Le 4 février 2021 la société [J] a signé un contrat de mandat de vente exclusif avec la société Quatuor Transactions (la société Quatuor) portant sur la vente de son parc matériel de transport et de son fonds de commerce.
La rémunération du mandataire était prévue à la charge des vendeurs pour 40.625 euros HT.
Le 2 février 2022 la vente a été réalisée au profit de la société Bigard.
Le 15 février 2022, la société [J] a indiqué à la société Quatuor qu'elle ne valorisait le prix de son intervention qu'à la somme de 15.000 euros.
La société Quatuor a assigné la société [J] et MM. [J] en paiement de la rémunération contractuellement prévue.
Par jugement du 26 avril 2024, le tribunal de commerce de Saint Nazaire a :
- in limine litis, Jugé que la décision est inopposable aux frères [J], es qualité de personnes physiques,
- Rejeté la demande des frères [J] au titre de l'article 700 du code de procédure civile,
- Jugé qu'à défaut de régularisation de la formalité substantielle d'envoi du contrat signé par le mandataire au mandant, le contrat de mandat n'est pas accepté et n'existe tout simplement pas,
- Débouté en conséquence et sans qu'il soit besoin d'examiner les autres chefs de demande et de défense de l'ensemble de ses demandes de commissions ou d'indemnités,
- Maintenu l'exécution provisoire de droit de la décision,
- Condamné la société Quatuor à payer la somme de 2.500 euros à la société [J] au titre de l'article 700 du code de procédure civile et Débouté cette dernière du surplus de sa demande,
- Condamné la société Quatuor aux dépens de l'instance.
La société Quatuor a interjeté appel le 3 mai 2023.
Les dernières conclusions de la société Quatuor sont en date du 25 septembre 2023. Les dernières conclusions de MM. [Z] et [U] [J] et de la société [J] sont en date du 2 avril 2024.

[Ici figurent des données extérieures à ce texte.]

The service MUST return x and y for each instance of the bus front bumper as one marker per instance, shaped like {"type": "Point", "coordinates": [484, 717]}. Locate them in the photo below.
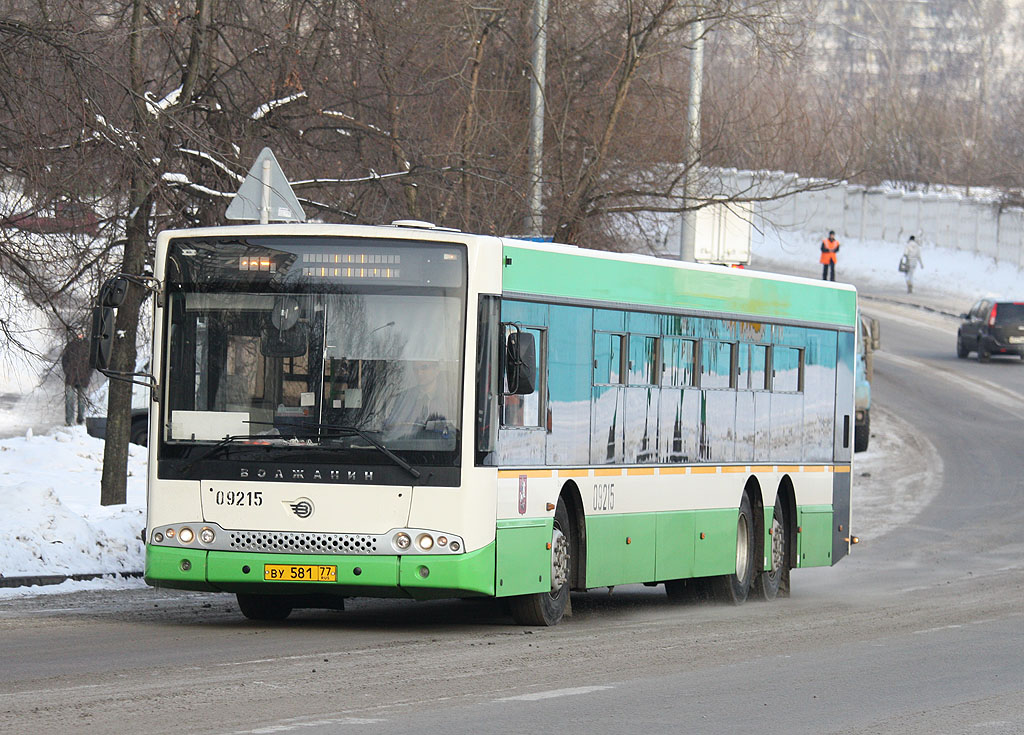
{"type": "Point", "coordinates": [420, 576]}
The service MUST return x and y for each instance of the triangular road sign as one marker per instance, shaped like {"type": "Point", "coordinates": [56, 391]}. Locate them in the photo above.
{"type": "Point", "coordinates": [265, 195]}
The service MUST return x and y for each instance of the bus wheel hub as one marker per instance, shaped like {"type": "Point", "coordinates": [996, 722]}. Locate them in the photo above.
{"type": "Point", "coordinates": [559, 560]}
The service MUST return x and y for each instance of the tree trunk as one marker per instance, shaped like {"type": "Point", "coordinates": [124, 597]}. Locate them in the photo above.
{"type": "Point", "coordinates": [114, 486]}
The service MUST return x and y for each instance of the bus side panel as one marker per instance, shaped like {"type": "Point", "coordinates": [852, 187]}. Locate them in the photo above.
{"type": "Point", "coordinates": [523, 560]}
{"type": "Point", "coordinates": [841, 513]}
{"type": "Point", "coordinates": [814, 541]}
{"type": "Point", "coordinates": [674, 557]}
{"type": "Point", "coordinates": [621, 549]}
{"type": "Point", "coordinates": [715, 542]}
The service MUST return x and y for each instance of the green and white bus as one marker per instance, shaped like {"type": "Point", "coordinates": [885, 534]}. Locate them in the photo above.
{"type": "Point", "coordinates": [414, 412]}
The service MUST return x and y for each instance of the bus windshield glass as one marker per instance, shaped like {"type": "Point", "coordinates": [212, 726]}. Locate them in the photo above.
{"type": "Point", "coordinates": [297, 344]}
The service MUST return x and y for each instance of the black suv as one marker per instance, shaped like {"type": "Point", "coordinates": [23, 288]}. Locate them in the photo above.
{"type": "Point", "coordinates": [992, 328]}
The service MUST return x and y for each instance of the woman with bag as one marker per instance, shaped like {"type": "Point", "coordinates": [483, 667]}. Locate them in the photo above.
{"type": "Point", "coordinates": [909, 261]}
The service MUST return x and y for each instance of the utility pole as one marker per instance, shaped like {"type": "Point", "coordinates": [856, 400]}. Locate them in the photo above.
{"type": "Point", "coordinates": [687, 224]}
{"type": "Point", "coordinates": [539, 61]}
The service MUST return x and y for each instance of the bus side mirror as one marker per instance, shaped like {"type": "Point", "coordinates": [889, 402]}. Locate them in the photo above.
{"type": "Point", "coordinates": [520, 363]}
{"type": "Point", "coordinates": [113, 292]}
{"type": "Point", "coordinates": [101, 338]}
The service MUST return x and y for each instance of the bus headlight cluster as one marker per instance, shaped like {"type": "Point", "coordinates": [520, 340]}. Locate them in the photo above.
{"type": "Point", "coordinates": [185, 535]}
{"type": "Point", "coordinates": [415, 541]}
{"type": "Point", "coordinates": [207, 535]}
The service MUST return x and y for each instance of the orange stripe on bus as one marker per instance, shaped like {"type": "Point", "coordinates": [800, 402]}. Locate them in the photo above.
{"type": "Point", "coordinates": [527, 473]}
{"type": "Point", "coordinates": [573, 473]}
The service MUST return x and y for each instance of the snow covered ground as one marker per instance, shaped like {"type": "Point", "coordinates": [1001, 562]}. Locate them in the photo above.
{"type": "Point", "coordinates": [51, 521]}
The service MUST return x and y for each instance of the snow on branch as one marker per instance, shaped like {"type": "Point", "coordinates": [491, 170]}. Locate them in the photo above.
{"type": "Point", "coordinates": [355, 123]}
{"type": "Point", "coordinates": [207, 157]}
{"type": "Point", "coordinates": [156, 107]}
{"type": "Point", "coordinates": [264, 109]}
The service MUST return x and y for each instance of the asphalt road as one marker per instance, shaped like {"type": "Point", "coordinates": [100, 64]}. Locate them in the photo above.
{"type": "Point", "coordinates": [918, 632]}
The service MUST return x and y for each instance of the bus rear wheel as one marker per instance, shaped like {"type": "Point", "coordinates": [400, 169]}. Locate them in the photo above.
{"type": "Point", "coordinates": [767, 584]}
{"type": "Point", "coordinates": [734, 588]}
{"type": "Point", "coordinates": [264, 607]}
{"type": "Point", "coordinates": [547, 608]}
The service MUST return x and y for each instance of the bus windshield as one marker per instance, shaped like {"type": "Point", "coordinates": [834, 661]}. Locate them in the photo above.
{"type": "Point", "coordinates": [313, 343]}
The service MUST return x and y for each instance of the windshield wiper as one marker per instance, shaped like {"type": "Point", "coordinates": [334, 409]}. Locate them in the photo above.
{"type": "Point", "coordinates": [246, 438]}
{"type": "Point", "coordinates": [348, 431]}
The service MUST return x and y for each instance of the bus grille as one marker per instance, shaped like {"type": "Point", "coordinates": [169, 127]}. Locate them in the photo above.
{"type": "Point", "coordinates": [302, 543]}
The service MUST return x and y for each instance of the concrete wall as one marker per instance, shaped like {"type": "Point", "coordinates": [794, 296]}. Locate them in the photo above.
{"type": "Point", "coordinates": [946, 220]}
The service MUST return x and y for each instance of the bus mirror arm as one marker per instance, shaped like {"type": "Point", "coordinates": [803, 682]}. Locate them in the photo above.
{"type": "Point", "coordinates": [111, 296]}
{"type": "Point", "coordinates": [520, 362]}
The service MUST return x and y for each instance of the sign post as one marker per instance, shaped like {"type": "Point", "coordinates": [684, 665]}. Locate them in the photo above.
{"type": "Point", "coordinates": [265, 195]}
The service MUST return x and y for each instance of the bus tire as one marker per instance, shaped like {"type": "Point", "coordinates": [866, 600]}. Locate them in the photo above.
{"type": "Point", "coordinates": [547, 608]}
{"type": "Point", "coordinates": [264, 607]}
{"type": "Point", "coordinates": [767, 584]}
{"type": "Point", "coordinates": [734, 588]}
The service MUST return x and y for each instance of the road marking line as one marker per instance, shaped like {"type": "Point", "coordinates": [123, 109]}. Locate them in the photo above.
{"type": "Point", "coordinates": [551, 694]}
{"type": "Point", "coordinates": [991, 392]}
{"type": "Point", "coordinates": [310, 724]}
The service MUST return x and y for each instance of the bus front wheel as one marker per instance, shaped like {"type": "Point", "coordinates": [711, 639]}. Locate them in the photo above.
{"type": "Point", "coordinates": [264, 607]}
{"type": "Point", "coordinates": [767, 584]}
{"type": "Point", "coordinates": [734, 588]}
{"type": "Point", "coordinates": [547, 608]}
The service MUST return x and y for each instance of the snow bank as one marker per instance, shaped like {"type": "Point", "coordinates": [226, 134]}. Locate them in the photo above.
{"type": "Point", "coordinates": [50, 518]}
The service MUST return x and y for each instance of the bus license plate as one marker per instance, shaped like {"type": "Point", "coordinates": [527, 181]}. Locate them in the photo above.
{"type": "Point", "coordinates": [300, 572]}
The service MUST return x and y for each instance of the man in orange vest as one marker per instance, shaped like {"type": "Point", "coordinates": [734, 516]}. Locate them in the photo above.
{"type": "Point", "coordinates": [829, 247]}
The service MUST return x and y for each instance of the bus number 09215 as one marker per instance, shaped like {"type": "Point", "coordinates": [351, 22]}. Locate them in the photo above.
{"type": "Point", "coordinates": [239, 498]}
{"type": "Point", "coordinates": [604, 495]}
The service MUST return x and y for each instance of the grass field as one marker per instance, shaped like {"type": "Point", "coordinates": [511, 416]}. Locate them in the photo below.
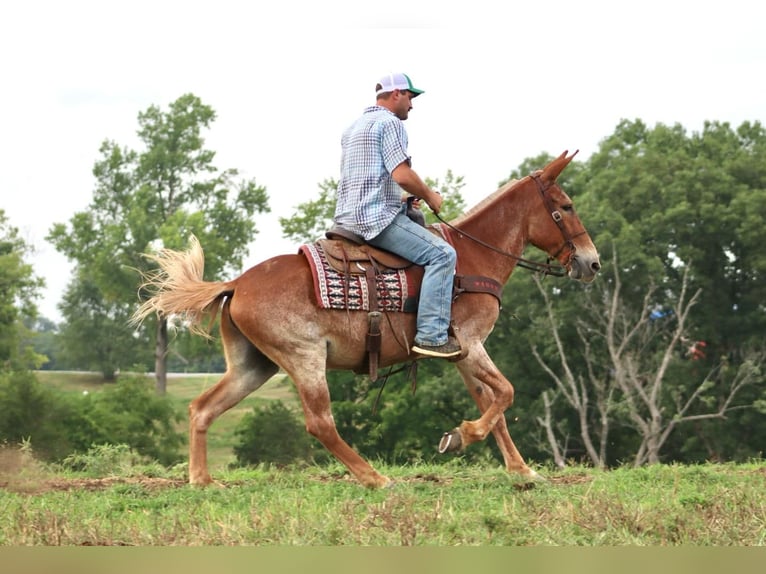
{"type": "Point", "coordinates": [182, 389]}
{"type": "Point", "coordinates": [454, 504]}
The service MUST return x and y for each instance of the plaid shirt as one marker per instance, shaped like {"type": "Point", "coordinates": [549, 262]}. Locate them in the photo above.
{"type": "Point", "coordinates": [368, 197]}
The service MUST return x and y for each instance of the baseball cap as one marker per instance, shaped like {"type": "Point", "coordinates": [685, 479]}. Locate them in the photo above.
{"type": "Point", "coordinates": [391, 82]}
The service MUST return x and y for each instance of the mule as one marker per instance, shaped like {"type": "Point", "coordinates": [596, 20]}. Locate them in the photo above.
{"type": "Point", "coordinates": [270, 319]}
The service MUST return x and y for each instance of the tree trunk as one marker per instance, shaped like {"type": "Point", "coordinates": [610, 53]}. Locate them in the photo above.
{"type": "Point", "coordinates": [161, 356]}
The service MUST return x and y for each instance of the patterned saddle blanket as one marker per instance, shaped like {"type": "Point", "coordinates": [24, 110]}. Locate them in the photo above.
{"type": "Point", "coordinates": [396, 289]}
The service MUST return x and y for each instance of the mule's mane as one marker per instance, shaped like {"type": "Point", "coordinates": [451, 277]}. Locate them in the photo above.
{"type": "Point", "coordinates": [487, 200]}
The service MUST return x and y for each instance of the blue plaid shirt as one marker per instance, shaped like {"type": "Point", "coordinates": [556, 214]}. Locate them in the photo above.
{"type": "Point", "coordinates": [368, 197]}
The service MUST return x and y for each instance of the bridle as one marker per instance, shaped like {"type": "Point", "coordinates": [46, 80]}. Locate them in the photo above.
{"type": "Point", "coordinates": [546, 268]}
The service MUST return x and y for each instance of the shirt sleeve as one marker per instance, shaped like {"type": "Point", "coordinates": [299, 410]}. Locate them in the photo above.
{"type": "Point", "coordinates": [393, 144]}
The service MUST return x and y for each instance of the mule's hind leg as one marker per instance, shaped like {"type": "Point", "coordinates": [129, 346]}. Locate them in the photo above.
{"type": "Point", "coordinates": [246, 370]}
{"type": "Point", "coordinates": [312, 387]}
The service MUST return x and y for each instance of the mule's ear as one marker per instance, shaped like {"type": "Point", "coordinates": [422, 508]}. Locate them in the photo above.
{"type": "Point", "coordinates": [554, 169]}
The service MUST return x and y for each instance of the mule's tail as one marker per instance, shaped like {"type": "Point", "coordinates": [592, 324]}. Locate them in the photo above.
{"type": "Point", "coordinates": [177, 288]}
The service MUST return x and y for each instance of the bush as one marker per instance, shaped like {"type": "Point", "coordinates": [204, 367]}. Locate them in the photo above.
{"type": "Point", "coordinates": [31, 414]}
{"type": "Point", "coordinates": [274, 434]}
{"type": "Point", "coordinates": [127, 413]}
{"type": "Point", "coordinates": [57, 424]}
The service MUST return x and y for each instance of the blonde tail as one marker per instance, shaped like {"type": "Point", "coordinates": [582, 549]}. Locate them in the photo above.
{"type": "Point", "coordinates": [177, 288]}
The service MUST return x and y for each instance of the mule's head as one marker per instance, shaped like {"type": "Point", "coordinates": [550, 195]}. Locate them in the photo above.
{"type": "Point", "coordinates": [556, 227]}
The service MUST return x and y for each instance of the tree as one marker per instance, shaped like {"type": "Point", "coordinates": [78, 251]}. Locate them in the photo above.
{"type": "Point", "coordinates": [639, 371]}
{"type": "Point", "coordinates": [96, 334]}
{"type": "Point", "coordinates": [18, 289]}
{"type": "Point", "coordinates": [155, 198]}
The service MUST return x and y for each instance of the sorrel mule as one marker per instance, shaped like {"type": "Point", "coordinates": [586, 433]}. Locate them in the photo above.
{"type": "Point", "coordinates": [270, 319]}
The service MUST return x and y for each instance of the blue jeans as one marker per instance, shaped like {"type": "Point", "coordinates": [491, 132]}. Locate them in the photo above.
{"type": "Point", "coordinates": [408, 239]}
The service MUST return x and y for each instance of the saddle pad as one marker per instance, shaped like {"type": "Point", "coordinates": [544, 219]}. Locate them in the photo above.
{"type": "Point", "coordinates": [334, 290]}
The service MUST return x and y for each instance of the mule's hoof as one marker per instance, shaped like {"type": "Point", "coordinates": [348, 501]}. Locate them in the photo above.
{"type": "Point", "coordinates": [450, 442]}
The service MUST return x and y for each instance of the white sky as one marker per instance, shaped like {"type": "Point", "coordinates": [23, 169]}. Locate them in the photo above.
{"type": "Point", "coordinates": [502, 83]}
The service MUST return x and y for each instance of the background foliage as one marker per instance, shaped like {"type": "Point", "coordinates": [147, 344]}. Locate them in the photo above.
{"type": "Point", "coordinates": [605, 373]}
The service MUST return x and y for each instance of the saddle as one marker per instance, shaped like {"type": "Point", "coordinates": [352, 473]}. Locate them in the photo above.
{"type": "Point", "coordinates": [349, 254]}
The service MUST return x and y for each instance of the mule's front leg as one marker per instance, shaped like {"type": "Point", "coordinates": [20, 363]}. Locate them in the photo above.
{"type": "Point", "coordinates": [470, 432]}
{"type": "Point", "coordinates": [493, 394]}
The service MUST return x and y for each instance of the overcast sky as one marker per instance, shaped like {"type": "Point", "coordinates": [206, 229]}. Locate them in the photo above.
{"type": "Point", "coordinates": [502, 83]}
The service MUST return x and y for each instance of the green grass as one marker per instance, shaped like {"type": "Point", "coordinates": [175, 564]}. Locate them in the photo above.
{"type": "Point", "coordinates": [445, 505]}
{"type": "Point", "coordinates": [182, 389]}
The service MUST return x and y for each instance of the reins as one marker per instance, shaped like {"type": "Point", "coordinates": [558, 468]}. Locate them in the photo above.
{"type": "Point", "coordinates": [544, 268]}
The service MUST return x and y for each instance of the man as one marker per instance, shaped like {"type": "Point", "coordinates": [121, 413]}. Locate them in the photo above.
{"type": "Point", "coordinates": [375, 168]}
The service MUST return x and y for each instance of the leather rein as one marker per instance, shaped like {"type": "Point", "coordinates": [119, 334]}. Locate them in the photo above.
{"type": "Point", "coordinates": [547, 268]}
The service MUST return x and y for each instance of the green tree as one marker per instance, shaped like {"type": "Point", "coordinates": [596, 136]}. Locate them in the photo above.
{"type": "Point", "coordinates": [274, 434]}
{"type": "Point", "coordinates": [158, 197]}
{"type": "Point", "coordinates": [96, 334]}
{"type": "Point", "coordinates": [666, 202]}
{"type": "Point", "coordinates": [19, 288]}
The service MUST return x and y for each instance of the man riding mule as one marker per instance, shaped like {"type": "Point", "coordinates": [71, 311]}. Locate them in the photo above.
{"type": "Point", "coordinates": [271, 318]}
{"type": "Point", "coordinates": [375, 167]}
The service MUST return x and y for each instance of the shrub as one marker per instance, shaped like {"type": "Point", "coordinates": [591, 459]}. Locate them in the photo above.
{"type": "Point", "coordinates": [276, 435]}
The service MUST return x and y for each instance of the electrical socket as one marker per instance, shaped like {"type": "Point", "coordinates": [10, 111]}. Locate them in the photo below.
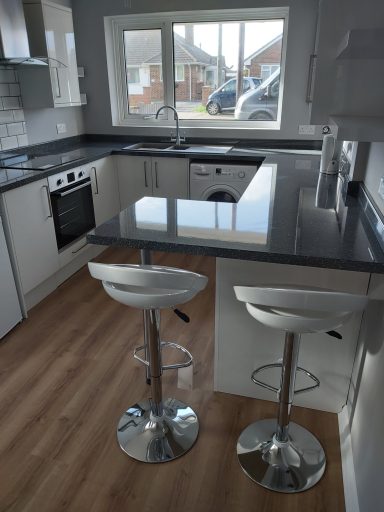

L'ordonnance de clôture a été rendue le 18 avril 2024.
PRÉTENTIONS ET MOYENS :
La société Quatuor demande à la cour de :
- Réformer en toutes ses dispositions le jugement en ce qu'il a :
- in limine litis Jugé que la décision est inopposable aux frères [J], es qualité de personnes physiques,
- Jugé qu'à défaut de régularisation de la formalité substantielle d'envoi du contrat signé par le mandataire au mandant, le contrat de mandat n'est pas accepté et n'existe tout simplement pas,
- Débouté en conséquence et sans qu'il soit besoin d'examiner les autres chefs de demande et de défense la société Quatuor de l'ensemble de ses demandes de commissions ou d'indemnités,
- Condamné la société Quatuor à payer la somme de 2.500 euros à la société [J] au titre de l'article 700 du code de procédure civile et débouté cette dernière du surplus de sa demande,
- Condamné la société Quatuor aux dépens,
En conséquence :
Et statuant à nouveau :
- Constater la validité du contrat de mandat de vente exclusif signé entre la société Quatuor et la société [J] le 4 février 2021,
- Dire et juger que la société Quatuor a parfaitement accompli les termes de sa mission,
En conséquence :
- S'entendre la société [J] condamner à payer à la société Quatuor la somme principale de 48.750 euros à titre d'indemnité forfaitaire valant clause pénale,
- S'entendre la même condamner au paiement d'une somme de 5.000 euros par application de l'article 700 du code de procédure civile,
- Débouter la société [J] de l'ensemble de ses demandes, fins et conclusions en ce qu'elles sont dirigées contre la société Quatuor,
- Voir ordonner l'exécution provisoire de la décision à intervenir nonobstant toutes voies de recours et sans constitution de garantie,
- Dire et juger le jugement à intervenir commun et opposable à MM. [Z] et [U] [J],
- S'entendre condamner la société [J] en tous les dépens.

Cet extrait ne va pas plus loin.